The active elements in nervous matter are the nerve-cells.

The cells are connected with each other by fibres, through which their actions pass from one to another, setting up trains of successive cell actions.

The course a train of cell actions pursues (unless interfered with) is a definite one, depending on the vigour of the cells, and the size and variety of their connections.

The vigour of the cells and the size and variety of their connections, that is to say the grown structure of nervous matter, depend on two things, heredity and training.

Training is the establishing of new forms of growth in the nervous matter, by forcing the repetition of new trains of cell actions.

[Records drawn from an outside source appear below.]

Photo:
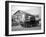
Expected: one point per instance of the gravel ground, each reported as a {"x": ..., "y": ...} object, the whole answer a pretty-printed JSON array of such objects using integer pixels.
[{"x": 19, "y": 28}]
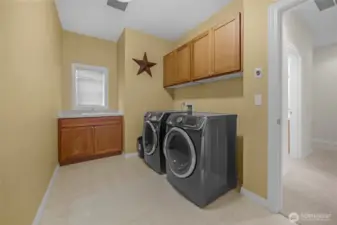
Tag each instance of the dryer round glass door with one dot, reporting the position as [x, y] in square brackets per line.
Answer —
[180, 153]
[150, 138]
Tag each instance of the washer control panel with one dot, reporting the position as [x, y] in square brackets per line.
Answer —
[186, 121]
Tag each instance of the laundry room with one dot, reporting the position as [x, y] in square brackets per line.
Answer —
[153, 113]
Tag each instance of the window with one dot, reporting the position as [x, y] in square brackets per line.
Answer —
[90, 87]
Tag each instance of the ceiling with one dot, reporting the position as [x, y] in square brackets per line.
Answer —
[168, 19]
[323, 24]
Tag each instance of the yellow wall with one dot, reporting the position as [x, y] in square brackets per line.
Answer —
[30, 77]
[237, 96]
[91, 51]
[121, 71]
[255, 118]
[142, 92]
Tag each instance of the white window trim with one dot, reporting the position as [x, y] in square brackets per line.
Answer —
[105, 71]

New trains of cell actions can be forced either by a succession of fresh impulses from the senses, or by a succession of voluntary attentive efforts.

The cells and their functions already considered are: sensory, to receive impulses from the senses and transmit them to other cells; motor, to receive impulses from other cells and transmit them to muscle, thus causing isolated movements; controlling cells, to receive impulses from sensory cells and transmit them to collections of motor cells, thus causing combined movements.

In a future paper the cells of higher function will be considered.